The two outer stars in the bowl of the Big Dipper – Dubhe and Merak – always point to Polaris, the North Star. To find this Dipper at this time of year, look toward the northwest in the evening.
And once you’ve found it – after locating Polaris – look more carefully at the second star from the end of the Big Dipper’s handle. If your sky is dark enough, and your eyesight is good, you’ll see that this star, Mizar, has a nearby companion, called Alcor. But you probably won’t see Alcor tonight, because the bright waning gibbous moon will rise at early evening. Alcor should be visible through binoculars, however. In a few more days, the moon won’t be in the early evening sky, enabling you to see this faint star, and also the fainter stars of the Little Dipper with the unaided eye – that is, if you have a dark sky.
Arabian stargazers referred to Mizar and Alcor as the “horse and rider.” These stars are a good test of the night’s viewing conditions: if you can’t see Alcor, there might be thin clouds up there.
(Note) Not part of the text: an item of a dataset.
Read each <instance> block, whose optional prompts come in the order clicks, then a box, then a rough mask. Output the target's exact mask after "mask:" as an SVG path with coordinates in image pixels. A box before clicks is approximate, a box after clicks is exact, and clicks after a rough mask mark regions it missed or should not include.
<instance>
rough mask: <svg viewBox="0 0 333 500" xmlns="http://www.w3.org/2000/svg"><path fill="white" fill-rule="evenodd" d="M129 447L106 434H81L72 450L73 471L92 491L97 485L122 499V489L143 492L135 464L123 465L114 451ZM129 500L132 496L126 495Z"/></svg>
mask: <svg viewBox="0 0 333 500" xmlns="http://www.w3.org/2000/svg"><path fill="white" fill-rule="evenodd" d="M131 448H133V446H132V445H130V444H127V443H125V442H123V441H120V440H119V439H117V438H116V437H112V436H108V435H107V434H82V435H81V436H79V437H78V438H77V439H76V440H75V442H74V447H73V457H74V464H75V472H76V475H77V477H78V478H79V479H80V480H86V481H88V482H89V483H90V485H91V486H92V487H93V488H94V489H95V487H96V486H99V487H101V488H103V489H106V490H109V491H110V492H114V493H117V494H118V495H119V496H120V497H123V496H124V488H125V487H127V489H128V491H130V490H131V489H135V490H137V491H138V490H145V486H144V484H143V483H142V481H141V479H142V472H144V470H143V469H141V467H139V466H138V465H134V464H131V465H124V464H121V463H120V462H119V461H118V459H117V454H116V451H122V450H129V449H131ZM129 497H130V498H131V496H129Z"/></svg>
These two stars are what’s called “naked-eye double star,” appearing double from our earthly vantage point. But do they orbit each other? Astronomers aren’t sure. The distances to these stars (as to most stars) aren’t precisely known. If Mizar and Alcor make up a true binary star, it’s a very wide one. If they do lie at the same distance from Earth, their separation is 0.27 light-years … that’s in contrast to eight light-minutes for Earth’s distance from our sun … or several light-hours for the distance to our sun of the most distant worlds in our solar system. Still, it’s possible that Mizar and Alcor could be this far apart and still be orbiting one another, with a very long orbital period of three-quarters of a million years.